The three will appear in West Kowloon Magistracy today. The Hong Kong Alliance in Support of Patriotic Democratic Movements of China also faces the same charge.
Lee and Ho, both former lawmakers, are now in jail on other charges linked to illegal assemblies.
Chow faced an additional charge together with four other alliance standing committee members - Leung Kam-wai, Tsui Hon-kwong, Tang Ngok-kwan and Chan To-wai - of failing to provide information to the national security police.
Tsui was arrested yesterday as police searched the shuttered June 4th Museum in Mong Kok.
Chow, Leung, Tang and Chan were arrested on Wednesday on suspicion of violating the national security law after the group refused to provide information - such as its activities, expenditures and contacts - to police, who had accused the alliance of being a foreign agent.
Tsui had applied for a judicial review to the High Court against the police request for information.
Sources said his 44-year-old domestic helper was arrested for obstructing police from executing their duty as she blocked them from opening the door of Tsui's residence when they attempted to arrest him on Wednesday.
Police yesterday searched the June 4th Museum as well as an industrial building in Kwai Chung, where the alliance's warehouse is reportedly located.
More than 10 boxes of evidence, display boards printed with June 4 vigil images and cardboard cutouts of political figures were among dozens of items that were taken away from the museum, which was operated by the alliance.
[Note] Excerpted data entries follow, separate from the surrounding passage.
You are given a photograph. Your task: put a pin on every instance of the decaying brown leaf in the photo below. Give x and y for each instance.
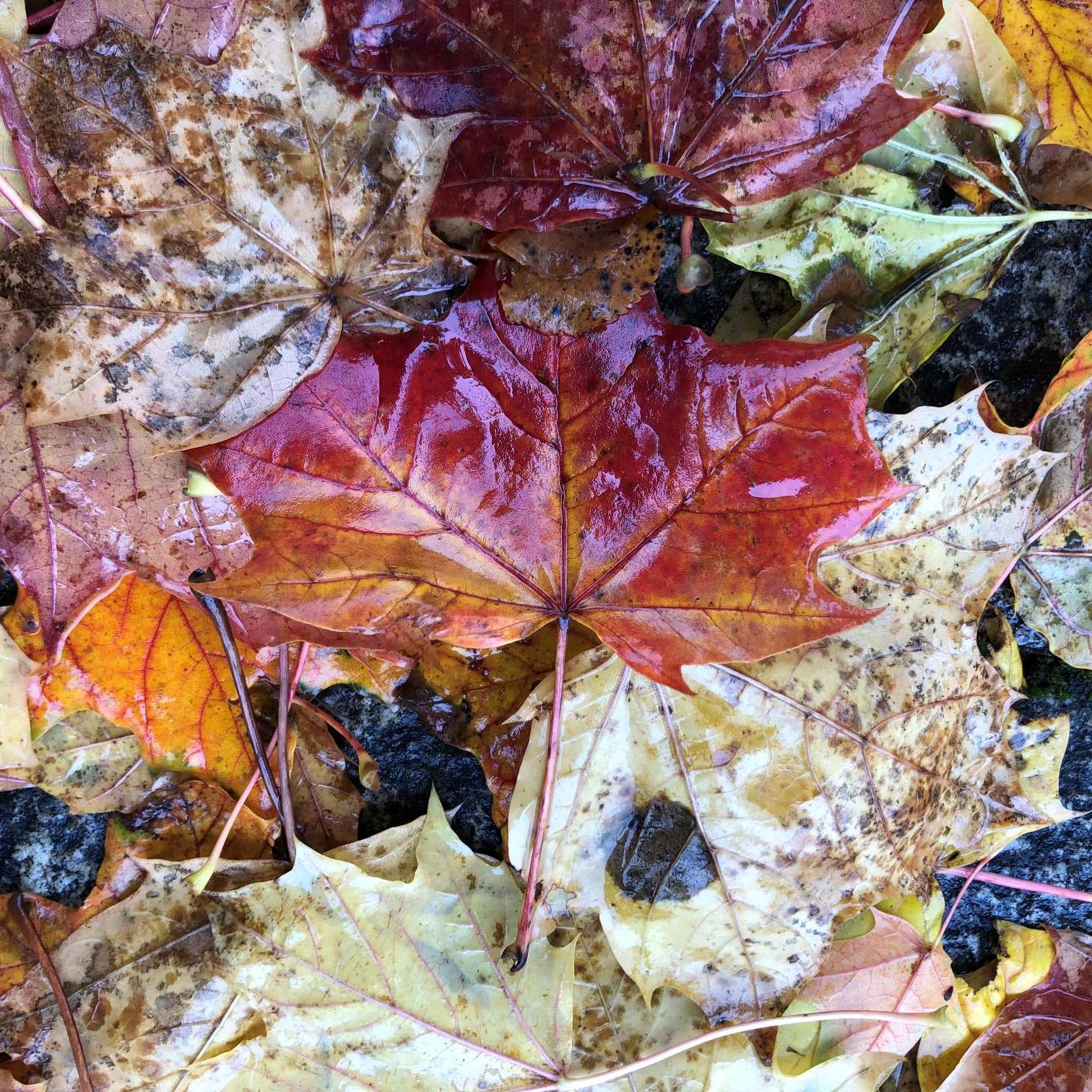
(225, 222)
(719, 834)
(577, 277)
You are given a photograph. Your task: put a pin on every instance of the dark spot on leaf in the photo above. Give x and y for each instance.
(661, 854)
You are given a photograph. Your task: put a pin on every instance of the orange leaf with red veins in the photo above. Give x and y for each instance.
(83, 503)
(152, 663)
(476, 480)
(1043, 1038)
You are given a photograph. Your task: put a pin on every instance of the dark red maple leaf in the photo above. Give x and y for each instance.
(475, 480)
(756, 98)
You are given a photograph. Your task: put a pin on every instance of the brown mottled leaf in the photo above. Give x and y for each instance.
(1053, 581)
(82, 503)
(143, 984)
(375, 989)
(577, 277)
(225, 223)
(199, 29)
(326, 804)
(718, 834)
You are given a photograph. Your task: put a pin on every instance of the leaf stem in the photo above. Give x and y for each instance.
(1006, 127)
(532, 895)
(215, 610)
(686, 238)
(331, 722)
(1017, 885)
(22, 206)
(566, 1085)
(27, 924)
(284, 701)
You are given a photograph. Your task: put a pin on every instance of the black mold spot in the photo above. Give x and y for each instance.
(661, 854)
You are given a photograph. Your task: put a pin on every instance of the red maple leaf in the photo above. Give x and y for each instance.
(586, 108)
(475, 480)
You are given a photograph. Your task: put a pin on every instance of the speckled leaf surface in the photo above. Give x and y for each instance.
(82, 503)
(569, 96)
(881, 960)
(475, 480)
(198, 29)
(373, 987)
(143, 985)
(904, 274)
(1053, 581)
(151, 662)
(91, 765)
(225, 223)
(719, 833)
(15, 669)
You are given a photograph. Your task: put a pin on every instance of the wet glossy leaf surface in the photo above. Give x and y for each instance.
(667, 493)
(571, 95)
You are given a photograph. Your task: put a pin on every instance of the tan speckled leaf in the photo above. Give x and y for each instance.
(91, 765)
(815, 780)
(199, 29)
(83, 503)
(1053, 581)
(226, 222)
(391, 984)
(142, 981)
(612, 1025)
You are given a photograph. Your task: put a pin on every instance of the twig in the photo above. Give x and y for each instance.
(284, 701)
(686, 238)
(22, 206)
(27, 924)
(1017, 885)
(532, 895)
(607, 1076)
(215, 610)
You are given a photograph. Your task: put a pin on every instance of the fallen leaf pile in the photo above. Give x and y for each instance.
(337, 404)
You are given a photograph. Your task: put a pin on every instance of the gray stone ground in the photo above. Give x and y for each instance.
(1039, 311)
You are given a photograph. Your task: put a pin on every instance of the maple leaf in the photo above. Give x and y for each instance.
(87, 763)
(479, 480)
(251, 212)
(718, 834)
(887, 959)
(326, 805)
(199, 29)
(15, 669)
(141, 980)
(1025, 960)
(1049, 42)
(375, 989)
(1053, 579)
(82, 503)
(573, 100)
(152, 663)
(1043, 1038)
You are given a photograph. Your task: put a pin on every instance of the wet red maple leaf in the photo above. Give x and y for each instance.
(756, 98)
(475, 480)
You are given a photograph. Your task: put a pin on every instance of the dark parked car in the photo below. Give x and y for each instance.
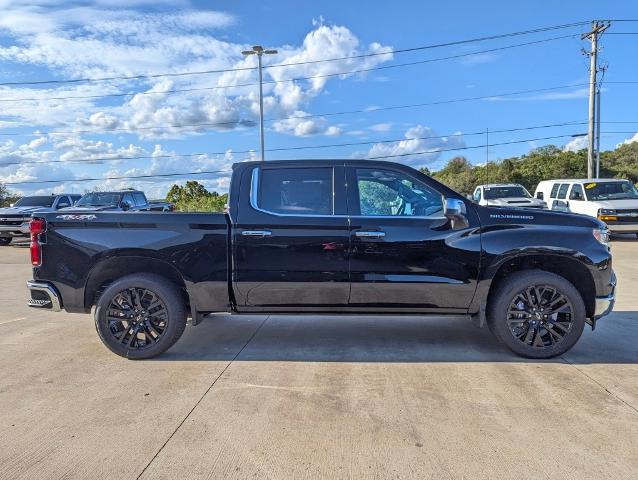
(327, 236)
(124, 201)
(14, 220)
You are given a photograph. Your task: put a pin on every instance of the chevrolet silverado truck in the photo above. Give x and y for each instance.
(327, 236)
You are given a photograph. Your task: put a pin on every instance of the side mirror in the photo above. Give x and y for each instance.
(455, 210)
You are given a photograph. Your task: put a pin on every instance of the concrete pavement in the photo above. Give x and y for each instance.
(315, 397)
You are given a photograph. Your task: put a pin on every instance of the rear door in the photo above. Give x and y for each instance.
(291, 238)
(404, 253)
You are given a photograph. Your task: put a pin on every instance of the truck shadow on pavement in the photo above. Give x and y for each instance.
(313, 338)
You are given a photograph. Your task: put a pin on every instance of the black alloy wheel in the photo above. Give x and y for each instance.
(140, 316)
(536, 314)
(137, 317)
(540, 316)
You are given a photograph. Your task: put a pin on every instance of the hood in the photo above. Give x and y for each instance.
(516, 216)
(516, 202)
(26, 211)
(616, 204)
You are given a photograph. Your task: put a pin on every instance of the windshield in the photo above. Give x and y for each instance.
(35, 201)
(99, 199)
(611, 191)
(492, 193)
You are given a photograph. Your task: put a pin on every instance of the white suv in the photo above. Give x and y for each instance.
(506, 195)
(611, 200)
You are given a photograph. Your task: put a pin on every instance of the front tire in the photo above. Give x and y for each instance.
(140, 316)
(536, 314)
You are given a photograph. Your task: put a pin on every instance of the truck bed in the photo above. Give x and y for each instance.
(81, 250)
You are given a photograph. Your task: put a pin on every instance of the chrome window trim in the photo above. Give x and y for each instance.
(254, 191)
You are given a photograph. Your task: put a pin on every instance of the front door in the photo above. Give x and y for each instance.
(405, 254)
(291, 240)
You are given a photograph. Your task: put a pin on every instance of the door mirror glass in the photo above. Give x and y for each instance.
(455, 210)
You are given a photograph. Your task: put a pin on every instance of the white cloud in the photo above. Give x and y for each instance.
(333, 131)
(629, 140)
(421, 146)
(575, 144)
(381, 127)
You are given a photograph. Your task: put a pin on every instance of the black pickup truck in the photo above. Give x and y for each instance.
(327, 236)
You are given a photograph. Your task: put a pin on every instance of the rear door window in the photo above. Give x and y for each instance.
(296, 191)
(562, 191)
(140, 201)
(577, 192)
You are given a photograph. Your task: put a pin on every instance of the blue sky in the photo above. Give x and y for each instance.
(113, 38)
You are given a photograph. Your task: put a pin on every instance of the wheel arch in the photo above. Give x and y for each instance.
(567, 266)
(108, 270)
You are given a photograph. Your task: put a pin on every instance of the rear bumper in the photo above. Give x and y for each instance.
(604, 305)
(43, 296)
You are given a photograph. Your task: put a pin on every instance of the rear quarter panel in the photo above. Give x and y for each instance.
(194, 244)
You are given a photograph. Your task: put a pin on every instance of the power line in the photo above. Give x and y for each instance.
(205, 172)
(225, 70)
(281, 149)
(324, 114)
(271, 82)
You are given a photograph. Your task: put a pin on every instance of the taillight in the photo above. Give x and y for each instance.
(37, 226)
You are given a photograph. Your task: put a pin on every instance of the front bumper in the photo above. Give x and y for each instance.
(44, 296)
(604, 305)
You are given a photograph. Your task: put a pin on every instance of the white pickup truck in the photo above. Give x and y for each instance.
(506, 195)
(611, 200)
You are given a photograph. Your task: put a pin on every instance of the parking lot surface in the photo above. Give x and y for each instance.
(315, 397)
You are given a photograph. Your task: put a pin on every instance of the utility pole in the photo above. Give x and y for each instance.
(598, 132)
(597, 29)
(259, 51)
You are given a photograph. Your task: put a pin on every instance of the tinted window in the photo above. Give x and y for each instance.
(296, 191)
(611, 191)
(492, 193)
(99, 199)
(35, 201)
(64, 202)
(576, 192)
(140, 201)
(390, 193)
(128, 198)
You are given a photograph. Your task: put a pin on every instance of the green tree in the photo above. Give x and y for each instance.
(194, 197)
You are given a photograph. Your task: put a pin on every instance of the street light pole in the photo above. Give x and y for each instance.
(259, 51)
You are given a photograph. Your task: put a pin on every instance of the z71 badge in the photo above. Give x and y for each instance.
(76, 217)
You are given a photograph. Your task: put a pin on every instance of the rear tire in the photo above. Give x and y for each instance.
(140, 316)
(536, 314)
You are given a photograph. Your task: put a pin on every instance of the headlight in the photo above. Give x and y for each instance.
(602, 235)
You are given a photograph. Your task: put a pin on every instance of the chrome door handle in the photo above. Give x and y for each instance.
(256, 233)
(369, 234)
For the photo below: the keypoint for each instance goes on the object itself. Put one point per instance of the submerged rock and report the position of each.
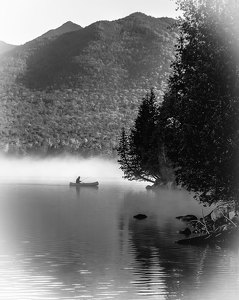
(140, 216)
(187, 218)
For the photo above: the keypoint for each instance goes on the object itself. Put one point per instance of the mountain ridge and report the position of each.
(73, 93)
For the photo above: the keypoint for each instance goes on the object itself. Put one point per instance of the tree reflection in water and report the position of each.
(167, 270)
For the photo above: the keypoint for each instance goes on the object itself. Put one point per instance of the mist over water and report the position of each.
(58, 170)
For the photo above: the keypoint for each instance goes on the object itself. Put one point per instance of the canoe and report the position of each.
(96, 183)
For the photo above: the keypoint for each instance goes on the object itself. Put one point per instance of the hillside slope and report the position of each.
(4, 47)
(74, 92)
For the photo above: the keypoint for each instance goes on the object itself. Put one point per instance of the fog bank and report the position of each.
(58, 170)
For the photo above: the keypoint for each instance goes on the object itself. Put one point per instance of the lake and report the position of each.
(59, 242)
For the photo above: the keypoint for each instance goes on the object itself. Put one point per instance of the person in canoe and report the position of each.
(78, 179)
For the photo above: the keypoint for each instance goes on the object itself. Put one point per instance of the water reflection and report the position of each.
(68, 243)
(171, 271)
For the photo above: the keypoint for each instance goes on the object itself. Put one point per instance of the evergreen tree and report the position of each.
(141, 152)
(200, 111)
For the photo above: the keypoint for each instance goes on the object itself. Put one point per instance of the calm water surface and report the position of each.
(58, 242)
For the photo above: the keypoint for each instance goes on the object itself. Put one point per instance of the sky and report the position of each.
(24, 20)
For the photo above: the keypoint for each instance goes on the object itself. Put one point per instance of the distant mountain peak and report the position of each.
(64, 28)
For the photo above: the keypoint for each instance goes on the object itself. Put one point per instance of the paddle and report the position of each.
(84, 179)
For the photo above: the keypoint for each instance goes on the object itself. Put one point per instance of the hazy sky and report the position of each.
(24, 20)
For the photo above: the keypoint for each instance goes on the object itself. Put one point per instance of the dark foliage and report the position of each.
(201, 111)
(142, 151)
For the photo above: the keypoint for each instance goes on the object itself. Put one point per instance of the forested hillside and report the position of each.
(73, 91)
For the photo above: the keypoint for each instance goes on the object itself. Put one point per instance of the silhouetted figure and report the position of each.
(186, 231)
(140, 217)
(78, 179)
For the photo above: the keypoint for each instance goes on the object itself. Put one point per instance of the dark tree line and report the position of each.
(196, 128)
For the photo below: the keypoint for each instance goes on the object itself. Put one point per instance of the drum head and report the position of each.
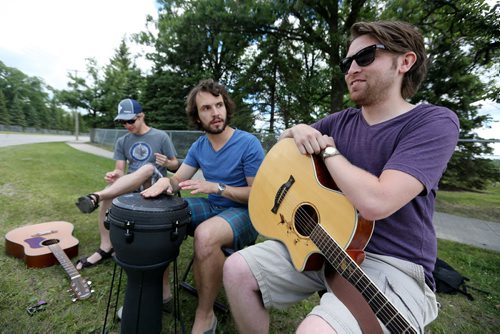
(162, 203)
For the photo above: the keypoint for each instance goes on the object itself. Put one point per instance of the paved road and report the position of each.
(10, 139)
(469, 231)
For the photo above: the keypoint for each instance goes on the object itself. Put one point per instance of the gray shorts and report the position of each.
(281, 285)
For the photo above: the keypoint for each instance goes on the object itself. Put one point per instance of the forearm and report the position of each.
(374, 197)
(237, 194)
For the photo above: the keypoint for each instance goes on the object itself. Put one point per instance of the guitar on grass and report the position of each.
(295, 200)
(45, 244)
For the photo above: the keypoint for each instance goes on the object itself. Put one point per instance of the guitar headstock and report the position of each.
(80, 288)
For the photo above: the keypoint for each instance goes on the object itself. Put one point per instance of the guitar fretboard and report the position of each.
(344, 265)
(64, 261)
(79, 286)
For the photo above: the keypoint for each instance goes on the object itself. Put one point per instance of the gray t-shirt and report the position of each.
(139, 150)
(420, 143)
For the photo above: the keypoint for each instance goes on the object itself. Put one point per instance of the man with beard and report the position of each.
(387, 157)
(229, 159)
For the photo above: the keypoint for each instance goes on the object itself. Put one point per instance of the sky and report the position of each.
(50, 38)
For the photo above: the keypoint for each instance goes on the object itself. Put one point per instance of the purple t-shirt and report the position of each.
(420, 143)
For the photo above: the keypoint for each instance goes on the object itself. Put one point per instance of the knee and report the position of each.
(146, 170)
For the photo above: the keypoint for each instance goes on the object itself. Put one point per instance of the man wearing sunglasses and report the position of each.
(387, 157)
(147, 151)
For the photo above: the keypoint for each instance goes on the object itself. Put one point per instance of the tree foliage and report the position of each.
(279, 61)
(27, 102)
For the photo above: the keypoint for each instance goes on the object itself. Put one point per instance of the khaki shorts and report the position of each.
(282, 285)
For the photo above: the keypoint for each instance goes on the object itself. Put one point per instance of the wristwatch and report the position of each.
(220, 188)
(328, 152)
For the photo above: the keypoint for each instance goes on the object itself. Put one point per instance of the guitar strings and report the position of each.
(307, 223)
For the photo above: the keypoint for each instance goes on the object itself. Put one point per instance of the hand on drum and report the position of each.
(159, 187)
(198, 186)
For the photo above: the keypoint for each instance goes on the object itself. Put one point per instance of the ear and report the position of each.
(407, 60)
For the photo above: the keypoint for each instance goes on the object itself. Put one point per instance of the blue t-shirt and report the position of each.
(139, 150)
(420, 143)
(238, 159)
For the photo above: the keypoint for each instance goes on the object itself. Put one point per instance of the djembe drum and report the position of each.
(146, 235)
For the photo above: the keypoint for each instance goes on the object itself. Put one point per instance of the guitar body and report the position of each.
(27, 242)
(295, 200)
(289, 213)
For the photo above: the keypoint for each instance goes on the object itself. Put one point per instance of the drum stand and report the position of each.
(142, 311)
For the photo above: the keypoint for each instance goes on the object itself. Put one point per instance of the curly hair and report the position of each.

Leung was escorted by police to the museum to help with the investigation.
Richard Tsoi Yiu-cheong, a former standing committee member, found that the museum's gate had been installed with a new lock and a security camera was removed after the police search.
A paper stuck on the gate reads "contact Mong Kok police station" and had a phone number.
The museum, closed to the public since June 2, was set up by the alliance to tell the history of the 1989 democracy movement in China.
Britain's Foreign Secretary Dominic Raab US Secretary of State Antony Blinken tweeted their opposition to the arrests.
But the office of the Commissioner of the Chinese Foreign Ministry in the HKSAR slammed politicians from Britain and America, saying they "recklessly ignored the facts" and "confound black and white" for criticizing police arrests.